Today’s higher aftermarket was enough to steady the fearful bulls. But not enough to materially change the fact that lower gold pricing since late June suggests a bearish technical picture.

There are still plenty of bears in those woods. But it’s important to note that the FOMC will not formally meet again until November. Which essentially takes this issue off the table until late this year helping the flagging bullish scenario.

The good news is that gold is in the fight for the higher ground. I don’t see much capitulation in these numbers. The world inflation numbers are a mess. And most likely the best encouragement for the bulls is that quality physical bullion products do not sit in our safes for long.

On the day gold closed up $1.40 at $1719.10 (with a + $15.00 aftermarket) and silver closed up $0.06 at $18.55 (with a + $0.55 aftermarket).

On Thursday gold moved higher in the opening domestic trade, reflecting yesterday’s higher aftermarket. And added something I have not seen lately, a positive buzz. It is still too soon to judge the Powell comments but the at least developing theory is that the FOMC has left the door wide open to options. This morning the Gross Domestic Product fell for the second consecutive quarter setting off more warning bells about recession.

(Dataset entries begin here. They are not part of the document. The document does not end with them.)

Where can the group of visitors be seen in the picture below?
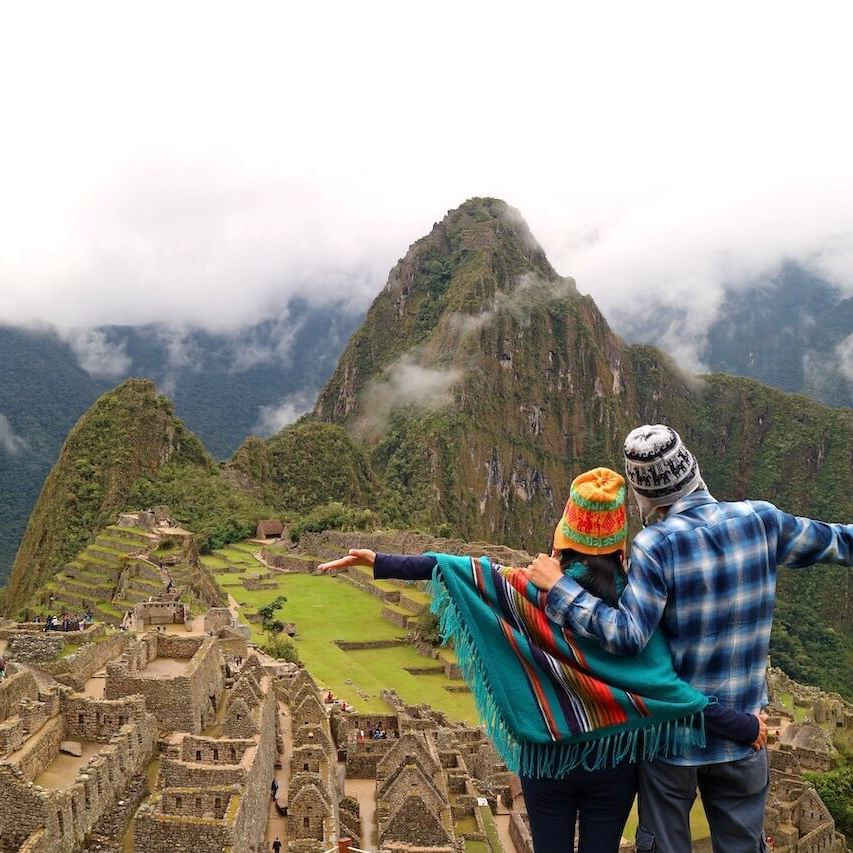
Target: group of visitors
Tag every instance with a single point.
(601, 676)
(67, 622)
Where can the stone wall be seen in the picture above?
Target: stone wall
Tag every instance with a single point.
(185, 702)
(76, 669)
(201, 771)
(35, 648)
(99, 720)
(68, 814)
(160, 613)
(15, 688)
(217, 618)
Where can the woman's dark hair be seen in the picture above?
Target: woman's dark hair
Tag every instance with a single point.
(600, 575)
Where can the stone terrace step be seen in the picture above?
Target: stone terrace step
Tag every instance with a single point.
(108, 555)
(143, 588)
(119, 545)
(137, 534)
(96, 592)
(103, 614)
(145, 569)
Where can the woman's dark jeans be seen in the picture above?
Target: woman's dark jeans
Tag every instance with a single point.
(602, 800)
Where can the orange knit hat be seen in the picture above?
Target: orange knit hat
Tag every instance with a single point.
(594, 520)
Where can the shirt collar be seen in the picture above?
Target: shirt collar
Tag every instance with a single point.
(698, 498)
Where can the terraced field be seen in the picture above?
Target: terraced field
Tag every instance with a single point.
(325, 609)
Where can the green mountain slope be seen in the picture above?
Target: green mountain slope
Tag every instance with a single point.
(481, 383)
(128, 446)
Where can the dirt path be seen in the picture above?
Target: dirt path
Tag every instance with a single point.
(277, 823)
(502, 823)
(364, 790)
(63, 770)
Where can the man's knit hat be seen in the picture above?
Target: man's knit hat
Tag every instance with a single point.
(594, 520)
(659, 467)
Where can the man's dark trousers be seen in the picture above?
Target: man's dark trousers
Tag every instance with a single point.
(733, 793)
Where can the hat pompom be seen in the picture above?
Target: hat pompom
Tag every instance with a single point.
(658, 466)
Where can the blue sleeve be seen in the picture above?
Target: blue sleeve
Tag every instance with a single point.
(730, 724)
(407, 567)
(804, 541)
(622, 630)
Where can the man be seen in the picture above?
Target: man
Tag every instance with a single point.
(706, 571)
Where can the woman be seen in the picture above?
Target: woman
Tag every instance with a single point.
(570, 718)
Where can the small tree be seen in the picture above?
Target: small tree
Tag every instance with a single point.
(276, 645)
(267, 614)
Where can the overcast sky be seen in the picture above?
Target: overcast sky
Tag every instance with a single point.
(199, 162)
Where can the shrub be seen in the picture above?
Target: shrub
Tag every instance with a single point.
(280, 647)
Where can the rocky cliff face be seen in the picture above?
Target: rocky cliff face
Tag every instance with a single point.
(482, 382)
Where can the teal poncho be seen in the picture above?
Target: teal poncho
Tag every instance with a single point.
(551, 700)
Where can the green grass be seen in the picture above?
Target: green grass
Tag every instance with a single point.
(490, 828)
(325, 609)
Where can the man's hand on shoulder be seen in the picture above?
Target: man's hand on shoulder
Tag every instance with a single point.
(544, 572)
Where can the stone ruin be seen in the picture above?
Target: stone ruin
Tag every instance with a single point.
(118, 737)
(212, 792)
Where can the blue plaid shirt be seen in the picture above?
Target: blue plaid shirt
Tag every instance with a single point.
(707, 573)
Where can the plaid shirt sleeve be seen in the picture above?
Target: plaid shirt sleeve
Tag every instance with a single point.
(803, 541)
(624, 630)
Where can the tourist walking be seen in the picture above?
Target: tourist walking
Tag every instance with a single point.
(570, 718)
(704, 571)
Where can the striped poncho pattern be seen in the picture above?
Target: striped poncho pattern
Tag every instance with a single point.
(551, 700)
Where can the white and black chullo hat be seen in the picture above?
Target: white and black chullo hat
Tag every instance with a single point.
(659, 467)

I’m not an economist but apparently the process of declaring an official recession can be drawn out and complicated. But they may make a believer out of me yet if the GDP does not recover.

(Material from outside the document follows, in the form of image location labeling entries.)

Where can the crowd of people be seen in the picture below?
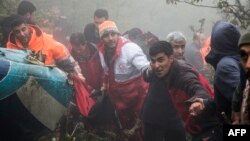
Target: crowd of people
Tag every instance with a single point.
(157, 87)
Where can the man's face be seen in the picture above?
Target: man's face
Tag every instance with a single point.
(245, 58)
(80, 49)
(161, 64)
(110, 39)
(201, 40)
(178, 48)
(22, 33)
(98, 21)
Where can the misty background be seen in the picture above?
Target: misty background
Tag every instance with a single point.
(149, 15)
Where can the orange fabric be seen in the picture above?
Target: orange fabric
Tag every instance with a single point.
(205, 49)
(51, 49)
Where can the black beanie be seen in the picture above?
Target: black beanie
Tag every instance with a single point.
(245, 38)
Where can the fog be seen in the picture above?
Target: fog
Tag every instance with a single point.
(149, 15)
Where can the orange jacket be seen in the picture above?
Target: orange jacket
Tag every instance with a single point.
(51, 49)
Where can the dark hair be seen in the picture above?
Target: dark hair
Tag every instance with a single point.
(16, 20)
(134, 33)
(77, 39)
(25, 7)
(161, 46)
(101, 13)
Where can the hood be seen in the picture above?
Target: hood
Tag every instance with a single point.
(37, 30)
(224, 42)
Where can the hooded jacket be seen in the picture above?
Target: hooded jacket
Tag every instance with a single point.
(52, 51)
(169, 98)
(224, 57)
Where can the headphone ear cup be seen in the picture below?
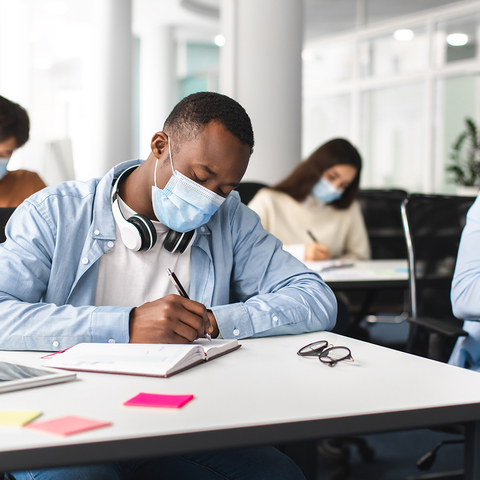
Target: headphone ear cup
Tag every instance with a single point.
(178, 242)
(146, 231)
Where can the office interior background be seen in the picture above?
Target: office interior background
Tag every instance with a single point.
(99, 77)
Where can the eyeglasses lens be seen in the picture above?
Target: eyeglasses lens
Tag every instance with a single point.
(334, 355)
(313, 349)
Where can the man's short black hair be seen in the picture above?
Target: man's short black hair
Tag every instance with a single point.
(190, 116)
(14, 122)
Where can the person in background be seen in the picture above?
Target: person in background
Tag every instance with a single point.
(318, 200)
(15, 185)
(465, 293)
(83, 262)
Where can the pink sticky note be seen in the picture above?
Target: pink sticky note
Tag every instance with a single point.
(158, 400)
(67, 425)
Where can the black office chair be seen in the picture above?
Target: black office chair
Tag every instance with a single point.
(248, 190)
(382, 216)
(433, 225)
(381, 210)
(5, 214)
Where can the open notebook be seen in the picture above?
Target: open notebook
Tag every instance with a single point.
(154, 360)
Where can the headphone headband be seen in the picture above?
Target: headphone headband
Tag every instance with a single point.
(138, 232)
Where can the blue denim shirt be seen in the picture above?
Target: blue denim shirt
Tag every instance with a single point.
(465, 293)
(49, 269)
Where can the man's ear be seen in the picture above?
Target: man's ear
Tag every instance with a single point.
(159, 143)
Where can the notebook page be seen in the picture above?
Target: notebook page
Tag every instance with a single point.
(132, 358)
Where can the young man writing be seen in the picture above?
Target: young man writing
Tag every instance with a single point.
(86, 262)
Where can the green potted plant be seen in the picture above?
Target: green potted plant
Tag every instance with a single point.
(465, 160)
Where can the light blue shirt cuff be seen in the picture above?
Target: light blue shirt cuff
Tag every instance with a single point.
(233, 321)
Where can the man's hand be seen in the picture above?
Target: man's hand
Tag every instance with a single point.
(316, 251)
(171, 319)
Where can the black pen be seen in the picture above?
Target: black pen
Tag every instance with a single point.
(181, 291)
(312, 236)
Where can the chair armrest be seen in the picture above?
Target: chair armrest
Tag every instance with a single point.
(443, 327)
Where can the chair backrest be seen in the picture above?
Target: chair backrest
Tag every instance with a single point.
(433, 225)
(5, 214)
(247, 190)
(382, 214)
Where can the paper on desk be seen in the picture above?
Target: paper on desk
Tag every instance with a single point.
(322, 265)
(158, 400)
(17, 418)
(67, 425)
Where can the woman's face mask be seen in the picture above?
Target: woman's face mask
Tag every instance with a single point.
(3, 166)
(325, 191)
(183, 204)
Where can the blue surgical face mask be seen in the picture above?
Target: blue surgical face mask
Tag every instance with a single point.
(3, 166)
(325, 191)
(183, 204)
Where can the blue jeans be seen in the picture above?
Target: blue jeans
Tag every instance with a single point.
(264, 463)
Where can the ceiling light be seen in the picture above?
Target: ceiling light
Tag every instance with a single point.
(307, 54)
(457, 39)
(403, 35)
(220, 40)
(56, 8)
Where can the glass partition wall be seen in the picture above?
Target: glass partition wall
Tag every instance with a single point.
(400, 91)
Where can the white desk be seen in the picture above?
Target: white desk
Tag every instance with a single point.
(366, 274)
(263, 393)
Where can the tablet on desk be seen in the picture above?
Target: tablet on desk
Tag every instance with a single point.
(16, 376)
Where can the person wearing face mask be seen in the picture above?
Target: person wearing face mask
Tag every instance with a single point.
(319, 197)
(87, 262)
(15, 185)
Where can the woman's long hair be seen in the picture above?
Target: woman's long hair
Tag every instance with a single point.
(338, 151)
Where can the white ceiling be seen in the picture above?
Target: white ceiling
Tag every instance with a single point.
(322, 17)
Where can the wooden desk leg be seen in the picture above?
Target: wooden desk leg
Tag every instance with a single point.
(472, 451)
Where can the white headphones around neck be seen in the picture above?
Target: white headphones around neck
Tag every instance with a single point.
(138, 232)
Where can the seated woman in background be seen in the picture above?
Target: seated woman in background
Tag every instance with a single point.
(15, 185)
(319, 196)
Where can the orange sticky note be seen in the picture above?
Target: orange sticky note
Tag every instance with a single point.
(67, 425)
(158, 400)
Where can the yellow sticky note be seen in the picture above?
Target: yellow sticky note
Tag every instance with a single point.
(17, 418)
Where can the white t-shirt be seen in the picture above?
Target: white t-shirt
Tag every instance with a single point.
(129, 279)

At any rate, traders are buying the idea that a recession is on the way. And, at least on the short term figure the Fed will become less hawkish and modify its interest raising plans.

This is something of a non sequitur because the next FOMC confab is not until November. So, no one is expecting any new information until year end. Which effectively places the interest rate question on the back burner for the rest of the year because I can’t imagine the Fed raising on the Christmas season. Santa would not like such a rash and unnecessary move because the Fed may have already planned on slowing this program down through the summer month of next year.

I would not describe today’s gold trade as a firecracker start to the bullish gold scenario. We have seen $1750.00 plenty of times and higher numbers represent formidable overhead resistance. But there are at least some sparks in that old chimney. If gold is finally accepted as being cheap, relative to highs traders might even see that bullish scenario burn brighter.

On the day gold closed up $31.20 at $1750.00 and silver closed up $0.10 at $871.90.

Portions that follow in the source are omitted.